Even worse, if you were hoping for something a bit more modern, well, then you’re boned. While the game does give you the option of playing with a new widescreen view (which you can also do with the original controls), the new “Alternate” controls are oddly almost as clunky as the original ones because they only change how you move, not how you move the camera. Instead, this retains the original’s fixed camera perspective.
As a result, the controls in Resident Evil feel counter-intuitive and awkward regardless of which version you pick. Aiming accurately, for instance, in rather difficult, far too difficult for a highly trained member of law enforcement. And that goes double for when you’re trying to shoot an enemy who isn’t slowly shambling in your general direction.
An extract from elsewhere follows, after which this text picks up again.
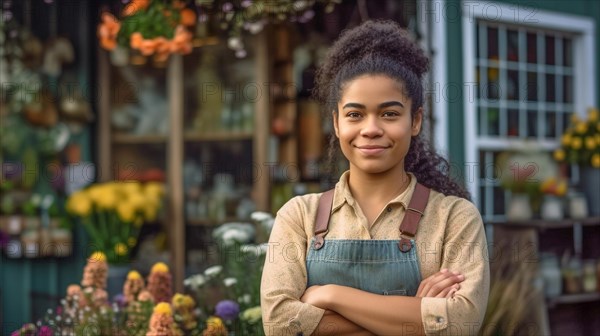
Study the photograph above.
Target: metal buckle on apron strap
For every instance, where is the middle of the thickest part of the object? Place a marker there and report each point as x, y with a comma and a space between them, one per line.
319, 240
404, 244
Ironically, it’s the lack of intuitive or updated controls that actually adds something new to this version of Resident Evil: a sense of malaise. When played with the original controls, I maybe lasted five minutes before I was itching to toss the controller out the window. But while playing with the new control scheme wasn’t as frustrating, they’re still so awkward and counterintuitive that it made playing this game rather tiresome after half an hour or so.
What’s sad about this Resident Evil remake is that, aside from the lack of camera controls, the game still holds up rather well. Having forgotten most of it in the dozen years since I last played it, I was pleasantly surprised to find it was still scary, and still had situation puzzles that were actually puzzling but still fit the situation. Well, if you really buy that someone would build a house where you the key to the bathroom is kept in a book that’s left in an underground passage out in the garden.
But that just made the lack of camera control that much more frustrating because it ruins what could’ve been a cool remake of a still great game. Doubly so because, had they just waited a year until the game’s twentieth anniversary, they could’ve used the extra time to give this a controllable camera.
Of course, if you were hoping for the GameCube edition of Resident Evil, just with those twelve year old graphics presented in HD, then this remake is exactly what you want. But why would you want that? Why would you something that’s frustrating to play when you could have a totally upgraded version of the original game with HD graphics and a more modern (read: intuitive) control scheme? Heck, I’d even take a version that has updated camera controls but the GameCube graphics if that was the only option.
Ultimately, by being neither a faithful recreation of the original, nor an updated edition with modern-style controls, Resident Evil ends up being something that only a handful of people might want. And when you consider that, at some point, the good people at Capcom probably will release a version of the game with modern controls and graphics — though probably not for many years — buying this edition just makes me wonder if the good people at Capcom really are good.